Harare – The total shutdown, dubbed “Shut Down Take 3”, planned by activists #Tajamuka, largely went unheeded last month, with most Harare residents opting to go about their normal businesses.
Zimbabwe being predominantly an informal economy, citizens could be pardoned for not paying much attention to the calls to stay home as a way of forcing President Robert Mugabe, 92, in power since independence from Britain in 1980, to step down. Although most people might agree with the #Tajamuka activists that the president has overstayed and in the process had contributed to the ruin that the country has found itself in, many would disagree on the means of achieving the goal.
Former Zanu PF legislator, Temba Mliswa, said the shutdown, despite noble intentions, had disastrous consequences considering that the majority of the people were now in the informal sector and stood to lose a lot. “The country’s industrial capacity utilisation is less than 35 percent and unemployment is at 80 percent, so you would realise that most people have joined in the informal sector in order to cushion themselves, so naturally a shutdown in that environment is most likely not to be successful,” he said.
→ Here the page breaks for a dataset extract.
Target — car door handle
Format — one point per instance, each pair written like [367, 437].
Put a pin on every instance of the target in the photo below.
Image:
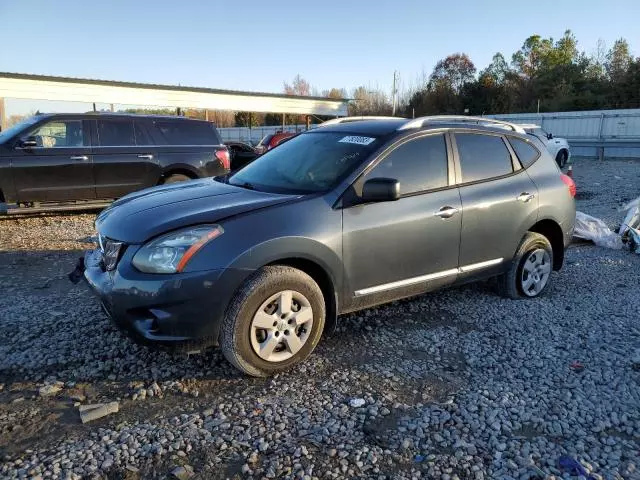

Gwaze said the informal sector was also controlled by Zanu PF, with high ranking officials owning corner shops which they let out for patronage.
“So supporting a shutdown will be perceived as going against the party; which has drastic consequences. There are chances that those that are in solidarity with the citizens would be labelled, victimised because the party has the oiled machinery to ensure that such companies are shut down,” he said.